Graduation Year

2019

Document Type

Dissertation

Degree

Ph.D.

Degree Name

Doctor of Philosophy (Ph.D.)

Degree Granting Department

Chemical Engineering

Major Professor

Scott W. Campbell, Ph.D.

Co-Major Professor

Jeffrey A. Cunningham, Ph.D.

Committee Member

Dharendra Y. Goswami, Ph.D.

Committee Member

John N. Kuhn, Ph.D.

Committee Member

Eric L. Sonnenthal, Ph.D.

Keywords

Carbon Sequestration, Geochemistry, NO2, Disproportionation Reaction, Storage Efficiency, Salinity, Gas Saturation, SO2, Reactive Transport, Solubility Trapping

Abstract

Geological carbon sequestration in a saline formation is a promising technology for large-scale carbon dioxide (CO2) mitigation. Several factors such as temperature, pressure, salinity, hydraulic conductivity, and mineralogy of a formation affect the CO2 sequestration in saline formations. These factors can vary widely depending upon the type of formation or the degree of heterogeneity within a formation. In addition to these properties of the repositories, the CO2-rich flue gas streams captured from point sources often contains small amounts of impurities such as sulfur oxides (SOx) and nitrogen oxides (NOx), which may have serious implications on the chemistry of the repositories during geological carbon storage. Carbonate minerals which are abundant in saline formations are more responsive than silicate minerals to these geochemical reactions. Therefore, the overall objective of this dissertation is to assess the impact of salinity, temperature, and trace gases (SO2 and NO2) on geological carbon sequestration in deep saline carbonate aquifers. The overall goal is achieved through five specific goals: 1) evaluating a modeling tool to simulate geological carbon storage in high-salinity carbonate formations, 2) estimating the effect of brine salinity on geological carbon storage, 3) estimating the effect of formation temperature on geological carbon storage, 4) estimating the effect of SO2 co-injection on the storage, and 5) estimating the effect of NO2 and SO2-NO2 co-injection on the storage.
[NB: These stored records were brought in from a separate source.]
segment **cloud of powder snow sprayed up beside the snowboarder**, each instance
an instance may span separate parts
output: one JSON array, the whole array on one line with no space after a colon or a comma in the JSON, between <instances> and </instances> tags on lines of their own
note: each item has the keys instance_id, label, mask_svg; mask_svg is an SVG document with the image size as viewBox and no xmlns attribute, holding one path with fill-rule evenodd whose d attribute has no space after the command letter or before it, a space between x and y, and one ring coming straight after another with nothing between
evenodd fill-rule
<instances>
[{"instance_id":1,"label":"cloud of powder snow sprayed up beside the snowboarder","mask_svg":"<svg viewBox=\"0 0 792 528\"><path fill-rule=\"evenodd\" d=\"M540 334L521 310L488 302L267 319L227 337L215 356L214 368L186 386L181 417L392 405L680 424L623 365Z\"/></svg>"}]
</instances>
For the first specific goal, the suitability of TOUGHREACT 3.0/ECO2N (https://tough.lbl.gov/software/toughreact) has been assessed for modeling geological carbon storage in a deep saline carbonate formation. Based on the assessment, TOUGHREACT/ECO2N has been used for the simulations in rest of the goals.
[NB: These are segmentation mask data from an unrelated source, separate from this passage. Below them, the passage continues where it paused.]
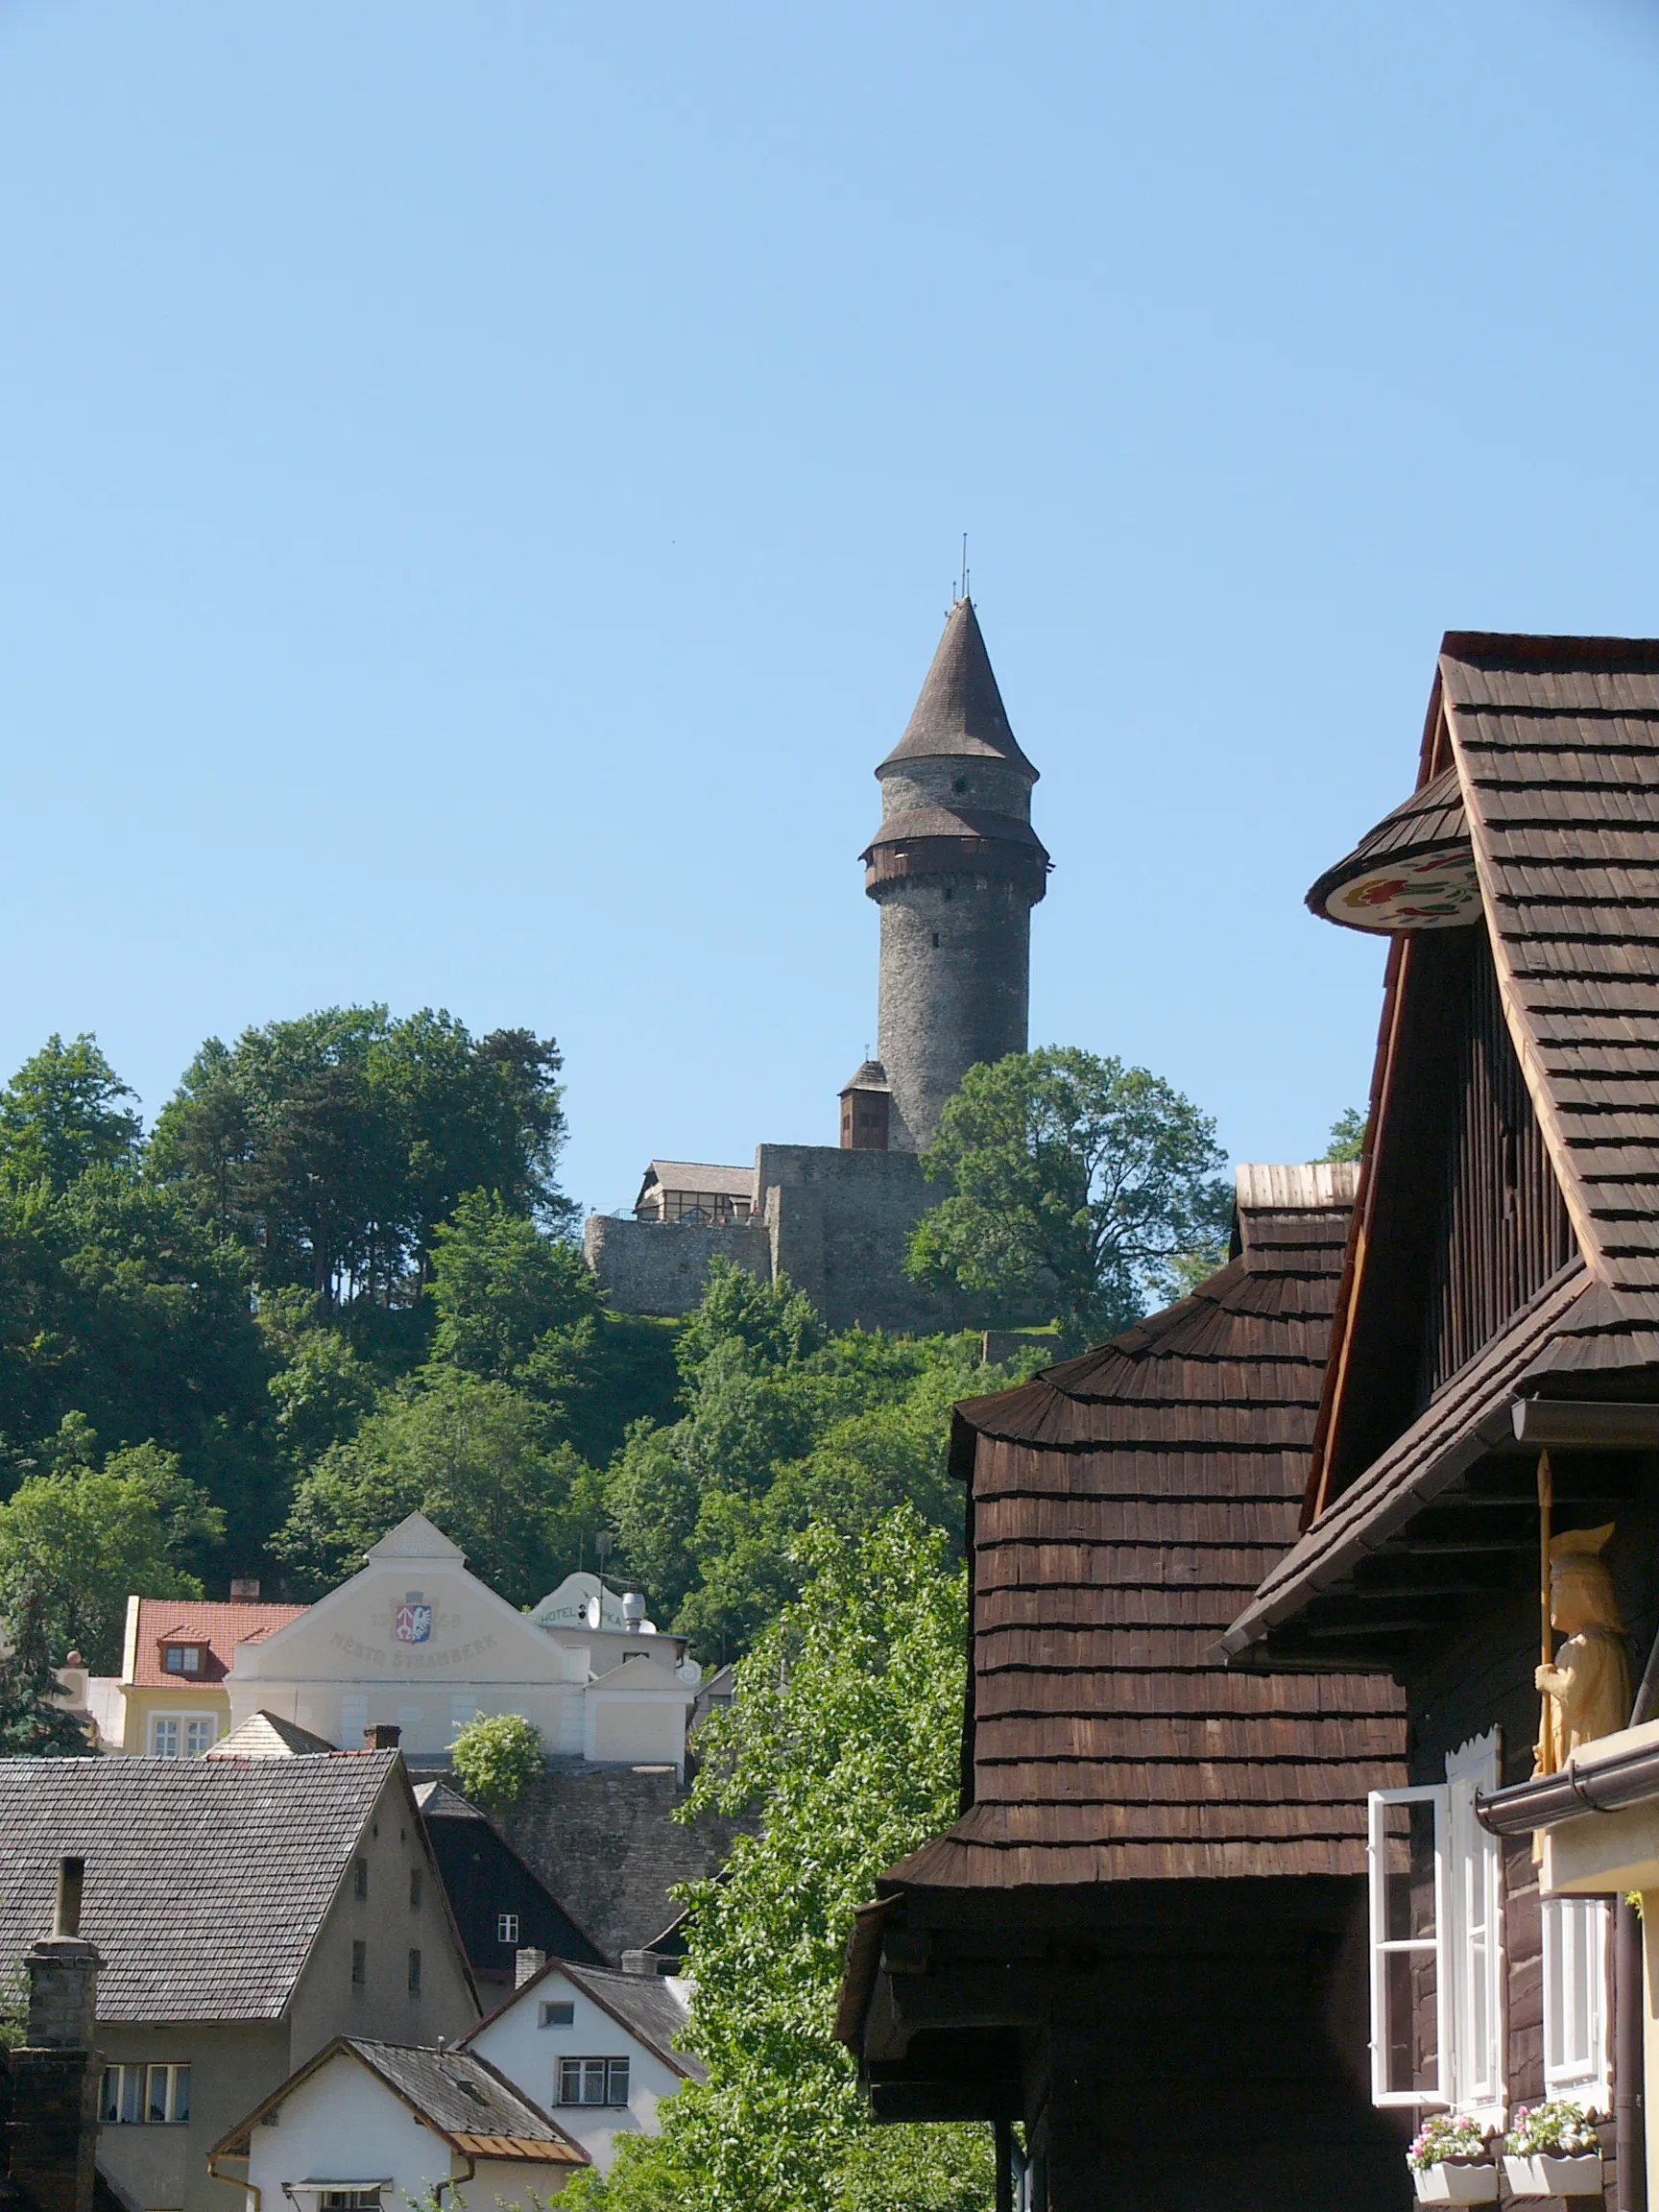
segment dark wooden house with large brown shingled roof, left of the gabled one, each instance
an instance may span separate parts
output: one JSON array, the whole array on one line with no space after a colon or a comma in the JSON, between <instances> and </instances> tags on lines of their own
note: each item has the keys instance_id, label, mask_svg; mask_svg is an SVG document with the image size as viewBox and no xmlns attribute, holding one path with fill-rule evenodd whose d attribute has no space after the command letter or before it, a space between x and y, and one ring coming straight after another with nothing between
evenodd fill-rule
<instances>
[{"instance_id":1,"label":"dark wooden house with large brown shingled roof, left of the gabled one","mask_svg":"<svg viewBox=\"0 0 1659 2212\"><path fill-rule=\"evenodd\" d=\"M1241 1168L1194 1296L958 1409L962 1816L878 1885L838 2033L878 2119L989 2119L1031 2212L1371 2212L1367 1794L1383 1674L1237 1672L1217 1639L1296 1537L1354 1170Z\"/></svg>"}]
</instances>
For rest of the goals, injection of CO2 into a deep saline aquifer comprised of calcite, anhydrite, and dolomite have been simulated. For goal 2 and goal 3, brine salinity and formation temperature were varied respectively. For goal 4 and goal 5, mole % of trace gases co-injected with the CO2 were varied. The effects of the varying conditions on the volume of CO2 stored, changes in pH of brine, and precipitation and dissolution of minerals have been assessed.

Results from the study suggests that low salinity favors the solubility trapping of CO2 with better storage efficiency (goal 2). For goal 3, the storage efficiency decreases with increase in temperature. However, the solubility trapping of CO2 increases with increase in temperature due to higher interfacial area between brine and gas/supercritical phase. Formation temperature and salinity don’t have large impact on acidification of brine or porosity of the formation due to dissolution and precipitation of the minerals.
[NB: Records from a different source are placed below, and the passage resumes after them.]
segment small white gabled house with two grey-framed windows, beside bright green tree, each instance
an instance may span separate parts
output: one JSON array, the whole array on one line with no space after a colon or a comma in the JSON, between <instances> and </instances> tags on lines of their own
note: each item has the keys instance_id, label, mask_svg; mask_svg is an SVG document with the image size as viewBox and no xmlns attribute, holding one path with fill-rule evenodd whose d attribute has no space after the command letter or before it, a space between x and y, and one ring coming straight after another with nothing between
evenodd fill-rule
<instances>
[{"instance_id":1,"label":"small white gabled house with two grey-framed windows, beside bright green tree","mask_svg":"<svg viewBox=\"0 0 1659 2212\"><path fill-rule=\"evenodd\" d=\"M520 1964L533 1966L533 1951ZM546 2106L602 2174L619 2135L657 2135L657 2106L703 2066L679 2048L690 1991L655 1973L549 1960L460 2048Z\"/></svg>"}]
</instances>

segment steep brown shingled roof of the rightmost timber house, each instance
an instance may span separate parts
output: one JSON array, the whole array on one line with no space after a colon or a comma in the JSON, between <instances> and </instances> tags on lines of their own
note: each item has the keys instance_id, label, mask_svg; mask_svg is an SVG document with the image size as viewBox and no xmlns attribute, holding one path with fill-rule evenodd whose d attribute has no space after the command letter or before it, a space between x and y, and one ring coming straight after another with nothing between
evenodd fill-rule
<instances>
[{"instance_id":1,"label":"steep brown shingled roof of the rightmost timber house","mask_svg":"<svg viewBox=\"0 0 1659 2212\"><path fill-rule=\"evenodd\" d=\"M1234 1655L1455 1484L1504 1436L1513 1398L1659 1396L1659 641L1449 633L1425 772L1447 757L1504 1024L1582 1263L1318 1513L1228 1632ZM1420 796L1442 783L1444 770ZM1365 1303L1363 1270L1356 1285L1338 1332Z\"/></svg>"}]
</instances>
Co-injection of SO2 forms sulfuric acid and leads to more acidification of brine than pure CO2. Also, it further leads to higher precipitation of anhydrite (goal 4) in the SO2 outreach zone and causes a lower net increase in porosity as compared to pure CO2. In the case of CO2- NO2 co-injection, the acidification of brine or pH change is similar to goal 4 but the precipitation of anhydrite is similar as in case of pure CO2. In fact, the net increase in porosity increases with increase in NO2 concentration. In CO2-SO2-NO2 co-injection, the net increase in porosity decreases with increase in SO2 concentration in the trace gas.

Overall, the results from the study suggests that CO2 can be successfully sequestered in the temperature range of 35-95 °C and salinity range of 1-15% NaCl (by weight). Also, co-injecting the trace gases along with CO2 is technically feasible with acceptable changes in mineralogy. The co-injection of trace gases adds economic benefit for sustainable and dedicated geological carbon storage.